Volver a Asturias siempre me da un poco de pereza por el tema de la meteorología. Porque si echas un vistazo a los partes meteorológicos parece que está lloviendo permanentemente. De cualquier forma, hay otras cosas en Asturias que me ‘obligan’ a pasarme por allí de vez en cuando, como su gastronomía, que no tiene parangón. Fue en los fogones de alguno de los restaurantes de un pueblo marinero donde empecé mi carrera como cocinero.
No tuve ninguna formación teórica, sólo práctica: primero viendo a mi madre cocinar y después en mi primer restaurante. Allí aprendí a conjugar la eficacia con la calidad, mimando los productos autóctonos. Todavía recuerdo estar a primera hora por la mañana en el restaurante ayudando a descargar el pedido de distribucion de pota congelada para hosteleria. Los propios cocineros junto al jefe nos encargábamos de supervisar todo el género que recibíamos.

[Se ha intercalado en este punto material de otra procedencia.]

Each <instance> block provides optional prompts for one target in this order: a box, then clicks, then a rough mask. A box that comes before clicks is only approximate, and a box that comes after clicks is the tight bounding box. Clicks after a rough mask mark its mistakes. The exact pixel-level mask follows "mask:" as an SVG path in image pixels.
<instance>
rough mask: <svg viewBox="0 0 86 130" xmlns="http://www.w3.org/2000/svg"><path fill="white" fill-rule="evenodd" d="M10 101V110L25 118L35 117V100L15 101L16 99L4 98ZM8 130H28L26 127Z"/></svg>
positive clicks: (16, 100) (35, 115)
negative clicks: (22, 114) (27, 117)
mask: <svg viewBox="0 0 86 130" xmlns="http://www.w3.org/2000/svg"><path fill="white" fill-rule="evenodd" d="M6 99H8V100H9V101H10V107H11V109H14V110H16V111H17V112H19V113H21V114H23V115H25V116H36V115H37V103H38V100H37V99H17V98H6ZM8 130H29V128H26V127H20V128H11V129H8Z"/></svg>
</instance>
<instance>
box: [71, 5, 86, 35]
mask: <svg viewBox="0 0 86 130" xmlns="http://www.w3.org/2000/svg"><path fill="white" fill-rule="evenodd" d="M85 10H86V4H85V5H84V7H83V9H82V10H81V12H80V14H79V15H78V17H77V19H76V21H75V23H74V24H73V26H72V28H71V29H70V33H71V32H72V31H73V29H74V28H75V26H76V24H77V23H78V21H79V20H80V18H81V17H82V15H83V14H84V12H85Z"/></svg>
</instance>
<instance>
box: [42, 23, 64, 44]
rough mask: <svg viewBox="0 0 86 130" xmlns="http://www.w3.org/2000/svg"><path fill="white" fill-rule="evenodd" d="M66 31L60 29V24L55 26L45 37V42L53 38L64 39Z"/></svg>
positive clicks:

Está claro que tener un restaurante a menos de diez metros de la costa cantábrica ayuda a tener lo mejor si hablamos de pescado, pero también sé por experiencia que no es oro todo lo que reluce. Por suerte, yo siempre trabajé con jefes y chefs honestos en mi época asturiana y así aprendí a no dar nunca gato por liebre, aunque en ocasiones nos costará tener menos clientes que el restaurante vecino. Pero ya se sabe que la calidad hay que pagarla, y nuestros socios como los de la distribución de pota congelada para hostelería eran de lo mejor de la zona.
Y ya en cocina pasábamos a elaborar nuestras clásicas recetas intentando aportar un poco de cocina de autor. Fue de esa forma como aprendí a ser más creativo en la cocina, además de preparar una buena fabada y un buen cachopo, que también tiene su miga, por supuesto. Pero no nos contentábamos con sacar lo mismo de siempre. Y ese espíritu me lo llevé a Madrid cuando abrí mi primer restaurante de cocina asturiana de autor. Pero cuando noto que falta inspiración, allá al norte me voy, aunque siga lloviendo como en mi época.